La empresa Travertino Amarillo, afincada en Albox, sigue aumentando su presencia en el extranjero. Una de sus actuaciones más recientes le ha llevado hasta Jordania, donde ha revestido de travertino una iglesia, próxima a uno de los enclaves históricos más visitados del país. El templo, que fue donado por el gobierno ruso al pueblo jordano, se sitúa a 45 kilómetros de Aman, en la zona de Betania y a las orillas del río Jordán.

La iglesia, revestida de travertino amarillo de Albox, está situada en el histórico y bíblico enclave de bautismo del río Jordán, donde San Juan Bautista bautizó a personajes bíblicos como Abrahán, Jacob, Moisés, y el mismo Jesucristo. Un lugar de especial interés para los católicos, ya que según las estadísticas, está recogiendo cerca de dos millones de visitas al año por parte de feligreses de todos los lugares del mundo.

El gerente de la empresa, José Juan Oller, ha explicado que "desde un principio, el estudio de arquitectura jordano ya había establecido, como material, el travertino amarillo de Albox, una noticia que nos dio nuestro distribuidor cuando aún no se había empezado a construir y que ha necesitado unos 3.200 metros cuadrados, aproximadamente de travertino oro".

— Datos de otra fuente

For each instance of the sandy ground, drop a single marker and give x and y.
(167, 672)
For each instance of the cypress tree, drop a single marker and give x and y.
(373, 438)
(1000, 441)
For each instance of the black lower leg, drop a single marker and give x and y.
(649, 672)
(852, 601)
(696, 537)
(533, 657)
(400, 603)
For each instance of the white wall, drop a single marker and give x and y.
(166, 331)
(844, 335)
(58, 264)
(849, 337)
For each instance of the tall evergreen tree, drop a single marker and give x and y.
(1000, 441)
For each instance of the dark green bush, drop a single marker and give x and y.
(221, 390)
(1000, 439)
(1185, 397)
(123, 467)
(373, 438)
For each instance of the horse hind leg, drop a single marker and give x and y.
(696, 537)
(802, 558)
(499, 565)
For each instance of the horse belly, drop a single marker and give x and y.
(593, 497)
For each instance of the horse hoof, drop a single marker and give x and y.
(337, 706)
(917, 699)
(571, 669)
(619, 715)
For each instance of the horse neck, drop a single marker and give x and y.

Tras esta actuación, Oller valora que "trabajos como éste son los que te hacen agradecer el esfuerzo de ferias nacionales e internacionales, congresos y misiones comerciales, que utilizas para exponer tu producto, y como profesionales, captan la calidad del mismo para aplicar en sus proyectos".

No es la primera vez que Travertino Amarillo trabaja fuera de España, puesto que sus exportaciones han llegado a países como los Emiratos Árabes, Estados Unidos o Brasil, entre otros. Además, la firma albojense visita ferias internacionales y nacionales, donde exhibe toda la cadena de producción, desde la extracción del material en cantera propia, situada en Los Marcelinos, hasta el acabado final del producto.

Sin duda, se trata de un gran trabajo para una empresa que recientemente también ha conseguido el reconocimiento a través de la certificación de calidad ISO 9001: 2000, que reconoce todo el proceso de producción, incluyendo la elaboración de materiales propios.